I inhale deeply, "I do love you, Jordan, but I don't love you enough to forgive you and to want a life with you."
While I do love Jordan, it has never been an all-consuming love. I don't know if Caleb will be that person for me, but if I don't try, I will regret it all my life.
"Do you love him?" Jordan spats his question.
I close my eyes because I want this conversation to be over. By choosing to speak to Jordan, I hurt Caleb, and I need to tell him that I did so I could reject Jordan.

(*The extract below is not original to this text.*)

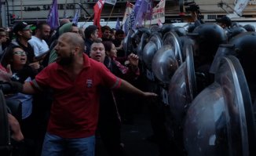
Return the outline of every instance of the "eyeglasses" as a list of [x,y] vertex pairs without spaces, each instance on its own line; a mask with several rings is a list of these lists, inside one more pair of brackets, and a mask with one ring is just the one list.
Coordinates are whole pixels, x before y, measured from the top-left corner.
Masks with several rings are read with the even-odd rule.
[[27,52],[24,51],[16,51],[16,52],[13,52],[14,55],[19,55],[19,56],[24,56],[27,55]]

Once I reject him, I hope Jordan leaves, and I can finally put behind what happened to me since I was just a small child.
"He makes me feel safe," I reply, not wanting to lie.
"Rain, I will keep you safe. Just don't reject me! I don't think I live without you."
"You can live without me, Jordan. I can and already am." I breathe in and keep it in for a few seconds before letting the air out. "I, Rain Blackwater, from the Black Ruby Rogue Pack, I reject you, Jordan Reed, as my soulmate!"
I expect to feel pain like I did when Jordan rejected me but instead, I feel free.
Jordan grunts and starts trembling.
I push his hands away, and he lets go of me. I stand and walk away.
"I will always love you, Rain, and no matter what happens, I will see you as my soulmate. My only soulmate!" Jordan says and sounds as if he is in great pain.
I stop walking and look at him. He is still on his knees, his palms cover his face, and he is sobbing.
"You will always be my first love, but Caleb is my soulmate."
I look one more time at Jordan. He is crying even harder. I turn my back to him and leave.